Title: “Sex-specific DNA methylation and gene expression changes in mouse placentas after early preimplantation alcohol exposure” by Serge McGraw et al., published in Environment International.
Abstract
Sex-specific DNA methylation and gene expression changes in mouse placentas after early preimplantation alcohol exposure
Alcohol exposure during pregnancy is an environmental insult that can disrupt embryonic development by altering molecular profiles and contribute to fetal alcohol spectrum disorders. Although the placenta is essential to embryo development and pregnancy success, its role in prenatal alcohol exposure has been understudied.
This study used a validated mouse model to target preimplantation exposure at embryonic day 2.5 (the eight-cell stage). Pregnant C57BL/6 females received two subcutaneous injections, two hours apart, of either 2.5 g/kg 50% ethanol or an equivalent volume of saline. Researchers evaluated placental morphology, DNA methylation and gene expression in male and female late-gestation (E18.5) placentas. While overall placental structure was unchanged, male ethanol-exposed embryos weighed significantly less.

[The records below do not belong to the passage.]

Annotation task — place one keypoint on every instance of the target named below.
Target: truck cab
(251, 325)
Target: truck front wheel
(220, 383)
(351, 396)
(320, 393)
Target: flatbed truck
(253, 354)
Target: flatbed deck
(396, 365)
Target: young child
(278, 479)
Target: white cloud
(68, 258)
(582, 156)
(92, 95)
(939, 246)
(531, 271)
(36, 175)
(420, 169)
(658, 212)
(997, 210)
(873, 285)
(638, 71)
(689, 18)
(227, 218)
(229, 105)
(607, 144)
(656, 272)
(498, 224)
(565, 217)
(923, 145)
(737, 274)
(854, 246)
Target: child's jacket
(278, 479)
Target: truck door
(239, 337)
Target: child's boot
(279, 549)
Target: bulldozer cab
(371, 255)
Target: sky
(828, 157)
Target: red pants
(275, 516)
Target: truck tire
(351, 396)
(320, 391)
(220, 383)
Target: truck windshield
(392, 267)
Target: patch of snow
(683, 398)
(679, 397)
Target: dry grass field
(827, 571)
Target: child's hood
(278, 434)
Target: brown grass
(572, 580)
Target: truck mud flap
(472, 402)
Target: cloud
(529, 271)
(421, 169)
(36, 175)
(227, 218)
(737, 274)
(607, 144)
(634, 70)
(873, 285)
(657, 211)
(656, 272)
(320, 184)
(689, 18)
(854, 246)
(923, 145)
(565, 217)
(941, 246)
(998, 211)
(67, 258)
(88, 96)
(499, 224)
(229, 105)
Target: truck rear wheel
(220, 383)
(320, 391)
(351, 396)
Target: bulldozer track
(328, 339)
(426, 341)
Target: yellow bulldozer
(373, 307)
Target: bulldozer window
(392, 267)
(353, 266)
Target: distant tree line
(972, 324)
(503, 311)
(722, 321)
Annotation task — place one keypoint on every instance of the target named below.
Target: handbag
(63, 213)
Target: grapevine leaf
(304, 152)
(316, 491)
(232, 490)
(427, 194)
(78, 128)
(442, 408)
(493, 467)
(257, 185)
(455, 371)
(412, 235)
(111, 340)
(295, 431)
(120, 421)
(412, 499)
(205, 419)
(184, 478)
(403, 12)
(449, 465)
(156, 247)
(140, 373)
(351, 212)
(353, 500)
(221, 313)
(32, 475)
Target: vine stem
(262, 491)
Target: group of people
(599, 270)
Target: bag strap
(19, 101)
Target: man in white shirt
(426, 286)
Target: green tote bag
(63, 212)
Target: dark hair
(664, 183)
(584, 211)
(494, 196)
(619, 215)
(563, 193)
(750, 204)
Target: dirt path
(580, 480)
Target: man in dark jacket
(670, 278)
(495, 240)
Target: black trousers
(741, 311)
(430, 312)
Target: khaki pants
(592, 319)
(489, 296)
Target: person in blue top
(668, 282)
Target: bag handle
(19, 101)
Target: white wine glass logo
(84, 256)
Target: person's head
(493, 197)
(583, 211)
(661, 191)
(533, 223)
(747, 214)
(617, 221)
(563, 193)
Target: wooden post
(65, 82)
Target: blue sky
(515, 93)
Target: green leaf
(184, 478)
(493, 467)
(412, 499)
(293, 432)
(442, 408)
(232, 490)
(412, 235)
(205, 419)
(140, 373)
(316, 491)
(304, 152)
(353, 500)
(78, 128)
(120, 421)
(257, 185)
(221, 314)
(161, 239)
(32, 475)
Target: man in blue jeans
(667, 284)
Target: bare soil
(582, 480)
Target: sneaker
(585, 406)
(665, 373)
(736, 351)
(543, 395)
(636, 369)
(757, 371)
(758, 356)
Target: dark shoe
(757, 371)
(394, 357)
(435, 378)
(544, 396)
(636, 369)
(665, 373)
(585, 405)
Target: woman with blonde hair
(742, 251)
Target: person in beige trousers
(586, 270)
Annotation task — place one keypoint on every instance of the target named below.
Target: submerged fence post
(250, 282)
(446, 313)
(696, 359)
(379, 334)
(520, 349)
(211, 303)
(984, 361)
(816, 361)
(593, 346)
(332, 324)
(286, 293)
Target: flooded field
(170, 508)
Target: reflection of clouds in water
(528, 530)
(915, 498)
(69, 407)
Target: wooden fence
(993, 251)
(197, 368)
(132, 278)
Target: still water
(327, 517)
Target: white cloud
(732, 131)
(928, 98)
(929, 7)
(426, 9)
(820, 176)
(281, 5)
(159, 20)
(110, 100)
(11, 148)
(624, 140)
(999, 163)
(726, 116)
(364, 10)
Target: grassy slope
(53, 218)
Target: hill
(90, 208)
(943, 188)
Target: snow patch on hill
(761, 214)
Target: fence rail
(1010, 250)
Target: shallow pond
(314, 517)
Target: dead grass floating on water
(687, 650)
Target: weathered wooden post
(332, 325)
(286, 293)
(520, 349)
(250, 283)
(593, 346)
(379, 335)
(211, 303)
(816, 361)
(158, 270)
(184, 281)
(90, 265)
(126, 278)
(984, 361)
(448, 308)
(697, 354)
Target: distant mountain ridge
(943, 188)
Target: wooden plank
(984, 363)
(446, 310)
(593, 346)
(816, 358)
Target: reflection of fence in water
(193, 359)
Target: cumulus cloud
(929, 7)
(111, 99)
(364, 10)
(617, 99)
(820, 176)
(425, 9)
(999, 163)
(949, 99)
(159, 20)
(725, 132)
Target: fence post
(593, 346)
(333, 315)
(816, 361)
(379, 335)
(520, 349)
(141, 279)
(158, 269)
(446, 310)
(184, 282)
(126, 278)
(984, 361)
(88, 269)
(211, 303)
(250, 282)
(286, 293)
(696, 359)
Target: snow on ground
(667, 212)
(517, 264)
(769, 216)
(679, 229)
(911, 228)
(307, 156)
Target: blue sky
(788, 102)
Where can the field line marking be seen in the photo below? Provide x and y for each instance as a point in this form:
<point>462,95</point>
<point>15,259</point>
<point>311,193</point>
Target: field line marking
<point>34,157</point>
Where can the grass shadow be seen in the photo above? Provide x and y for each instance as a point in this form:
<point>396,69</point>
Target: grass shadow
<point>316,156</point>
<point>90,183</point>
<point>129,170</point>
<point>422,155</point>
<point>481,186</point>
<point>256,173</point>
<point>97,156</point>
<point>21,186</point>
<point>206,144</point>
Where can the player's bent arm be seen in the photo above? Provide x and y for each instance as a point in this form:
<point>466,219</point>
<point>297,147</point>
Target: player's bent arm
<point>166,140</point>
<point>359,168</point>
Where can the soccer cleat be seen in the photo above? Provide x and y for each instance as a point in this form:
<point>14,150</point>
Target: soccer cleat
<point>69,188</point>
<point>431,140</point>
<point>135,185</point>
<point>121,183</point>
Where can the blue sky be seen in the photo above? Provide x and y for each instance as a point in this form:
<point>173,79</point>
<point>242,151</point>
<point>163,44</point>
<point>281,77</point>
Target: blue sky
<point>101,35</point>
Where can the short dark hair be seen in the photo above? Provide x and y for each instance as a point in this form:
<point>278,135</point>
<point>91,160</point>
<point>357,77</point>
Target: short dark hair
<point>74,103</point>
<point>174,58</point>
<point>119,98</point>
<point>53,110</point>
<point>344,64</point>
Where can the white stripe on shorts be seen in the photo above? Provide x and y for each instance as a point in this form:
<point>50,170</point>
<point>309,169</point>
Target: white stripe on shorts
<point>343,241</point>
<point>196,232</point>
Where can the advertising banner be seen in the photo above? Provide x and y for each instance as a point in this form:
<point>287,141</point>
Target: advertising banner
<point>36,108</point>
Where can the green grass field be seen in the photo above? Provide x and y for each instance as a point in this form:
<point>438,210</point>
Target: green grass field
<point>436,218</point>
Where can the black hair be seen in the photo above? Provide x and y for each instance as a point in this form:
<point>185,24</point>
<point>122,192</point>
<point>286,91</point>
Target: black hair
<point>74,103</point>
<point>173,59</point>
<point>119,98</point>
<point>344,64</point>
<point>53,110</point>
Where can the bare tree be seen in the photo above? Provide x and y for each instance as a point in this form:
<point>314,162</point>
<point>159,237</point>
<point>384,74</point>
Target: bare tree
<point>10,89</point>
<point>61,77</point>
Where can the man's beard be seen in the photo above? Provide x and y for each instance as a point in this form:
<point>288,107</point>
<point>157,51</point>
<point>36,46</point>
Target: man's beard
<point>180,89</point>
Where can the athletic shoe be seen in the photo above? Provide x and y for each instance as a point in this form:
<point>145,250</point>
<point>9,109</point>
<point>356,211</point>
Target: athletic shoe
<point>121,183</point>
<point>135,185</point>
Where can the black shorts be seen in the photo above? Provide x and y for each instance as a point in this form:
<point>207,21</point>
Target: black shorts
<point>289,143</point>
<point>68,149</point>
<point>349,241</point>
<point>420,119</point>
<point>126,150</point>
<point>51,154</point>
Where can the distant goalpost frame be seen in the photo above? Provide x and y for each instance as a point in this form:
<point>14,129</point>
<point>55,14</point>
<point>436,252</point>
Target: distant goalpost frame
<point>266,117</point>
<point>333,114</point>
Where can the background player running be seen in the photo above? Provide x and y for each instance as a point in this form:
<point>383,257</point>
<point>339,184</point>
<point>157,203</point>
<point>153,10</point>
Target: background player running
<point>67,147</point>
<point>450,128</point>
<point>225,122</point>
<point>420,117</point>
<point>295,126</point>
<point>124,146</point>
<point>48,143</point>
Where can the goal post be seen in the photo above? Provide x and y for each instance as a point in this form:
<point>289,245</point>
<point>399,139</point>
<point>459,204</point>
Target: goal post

Molecular analysis revealed numerous differentially methylated regions (DMRs) — 991 in males and 1,309 in females — and differentially expressed genes (DEGs) — 1,046 in males and 340 in females. Only 21 DMRs and 54 DEGs were shared between sexes, and those shared targets were enriched for genes involved in growth factor response pathways. Preimplantation alcohol exposure had a larger impact on imprinted gene expression in male placentas (18 imprinted DEGs in males versus 1 in females). Using a machine learning approach with L1 regularization, the authors accurately discriminated control and ethanol-exposed placentas based on their DNA methylation profiles.
This is the first study to show that preimplantation alcohol exposure alters DNA methylation and transcriptomic profiles in late-gestation placentas in a sex-specific way, and it highlights the potential of placental DNA methylation patterns to serve as predictive molecular signatures of early prenatal alcohol exposure.